I didn't dive deep into the docstring, but at least I gave a stab at the SQL query.

sql/upgrades/101.sql
16

I don't see the point of the two arguments: columns_update has to be a subset of columns_select, and the extra columns in the select argument aren't being used?

31–37

Please use either array_to_string or string concatenation consistently rather than one and the other.

39–45

The function is called update, the main query should be an update.

40

Is this distinct really needed?

swh/storage/storage.py
143

This is inconsistent with the actual function being called

sql/upgrades/101.sql
16

I don't see the point of the two arguments: columns_update has to be a subset of columns_select

I wanted to untangle the complexity in computation of what columns to select and what columns to update.
Debugging those stored procedure is a pain.
Plus, i kept having the wrong result when trying otherwise...

and the extra columns in the select argument aren't being used?

Yes, they are not.
Only the columns_update are to be updated.
The others are effectively dropped.

According to my understanding of the need in T692 (which is the driving need for that api for now) and the 'upsert' documentation.

31–37

Sure. Thanks.

39–45

Right.

40

mmm, i guess not. I'll check for this.

swh/storage/storage.py
143

I'm not sure i get it.

Do you mean it would be inconsistent to call content_update on inexisting content? I would agree with that.

Or maybe,it's the 'for now' which should be dropped altogether?
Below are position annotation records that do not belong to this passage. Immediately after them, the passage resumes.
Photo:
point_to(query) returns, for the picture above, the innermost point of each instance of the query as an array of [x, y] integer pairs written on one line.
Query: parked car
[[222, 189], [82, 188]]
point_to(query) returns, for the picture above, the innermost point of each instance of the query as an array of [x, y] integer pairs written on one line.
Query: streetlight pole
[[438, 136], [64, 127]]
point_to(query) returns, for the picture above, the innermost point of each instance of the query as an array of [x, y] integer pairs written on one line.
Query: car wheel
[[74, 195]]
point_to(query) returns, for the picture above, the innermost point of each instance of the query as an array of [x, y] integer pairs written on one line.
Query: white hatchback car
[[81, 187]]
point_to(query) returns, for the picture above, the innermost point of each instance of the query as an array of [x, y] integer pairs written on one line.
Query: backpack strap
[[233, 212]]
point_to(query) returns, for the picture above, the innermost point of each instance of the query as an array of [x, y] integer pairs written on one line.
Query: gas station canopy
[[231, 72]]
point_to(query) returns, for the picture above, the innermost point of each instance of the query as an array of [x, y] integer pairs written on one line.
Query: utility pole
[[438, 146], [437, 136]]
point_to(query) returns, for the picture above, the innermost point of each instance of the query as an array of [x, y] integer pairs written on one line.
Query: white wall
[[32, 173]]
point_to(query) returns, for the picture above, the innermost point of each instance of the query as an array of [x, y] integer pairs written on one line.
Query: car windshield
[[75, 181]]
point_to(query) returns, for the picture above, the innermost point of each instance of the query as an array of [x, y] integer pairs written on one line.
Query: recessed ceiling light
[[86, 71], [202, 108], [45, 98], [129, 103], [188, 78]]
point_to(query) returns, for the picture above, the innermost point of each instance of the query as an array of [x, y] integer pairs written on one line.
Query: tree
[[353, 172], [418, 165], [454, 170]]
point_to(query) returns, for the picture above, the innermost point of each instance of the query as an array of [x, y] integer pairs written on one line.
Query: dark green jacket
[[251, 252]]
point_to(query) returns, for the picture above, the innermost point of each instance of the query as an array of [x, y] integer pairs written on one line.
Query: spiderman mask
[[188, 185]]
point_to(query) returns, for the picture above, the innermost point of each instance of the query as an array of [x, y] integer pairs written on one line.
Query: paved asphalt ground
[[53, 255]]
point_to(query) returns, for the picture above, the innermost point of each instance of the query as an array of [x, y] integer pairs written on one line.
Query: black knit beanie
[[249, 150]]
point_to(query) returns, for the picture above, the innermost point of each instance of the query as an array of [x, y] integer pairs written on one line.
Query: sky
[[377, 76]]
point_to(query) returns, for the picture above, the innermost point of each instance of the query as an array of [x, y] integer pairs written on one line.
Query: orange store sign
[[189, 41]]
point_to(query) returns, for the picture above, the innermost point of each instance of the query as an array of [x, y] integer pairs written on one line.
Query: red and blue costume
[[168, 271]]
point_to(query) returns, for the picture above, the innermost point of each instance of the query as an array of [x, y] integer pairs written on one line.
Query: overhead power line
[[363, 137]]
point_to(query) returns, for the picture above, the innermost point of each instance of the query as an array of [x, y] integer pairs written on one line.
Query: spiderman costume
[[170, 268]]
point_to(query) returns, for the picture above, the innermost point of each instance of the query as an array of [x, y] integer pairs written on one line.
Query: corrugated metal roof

I didn't dive deep into the docstring, but at least I gave a stab at the SQL query.

Well, thanks already :D

  • storage.content_update: Simplify sql update implementation
  • storage.content_update: Simplify sql update implementation
  • storage.content_update: Move altering schema tests in their own class

fixup some bad sql comments commit

  • storage.content_update: Simplify sql update implementation
  • storage.content_update: Move altering schema tests in their own class
swh/storage/storage.py
143

I think the inconsistence you meant was that prior the latest development, the initial sql update function used a copy schema to 'update'. Which indeed could have triggered some new rows if fed with new contents.
I was aware of it, thus the comment and the todo below.

Now, the implementation to update is really an update.
So this should no longer be necessary.
I'll remove this and the todo below.

Rebased to master

  • storage: open content_update endpoint
  • storage.content_update: Provide the select and update columns as parameters
  • storage.content_update: Simplify sql update implementation
  • storage.content_update: Simplify sql update implementation
  • storage.content_update: Move altering schema tests in their own class
  • doc: Update docstring on content_update

There are limits to the current implementation as per the todo description in the code (swh.storage.content_update).

Done.

I have a problem when running the tests for now. Individually, as a set of 2 tests, the new tests run fine. When running all the tests, the one with the new columns hang and i don't know why yet (working on it). This does not block the review though.

Fixed.

This revision was automatically updated to reflect the committed changes.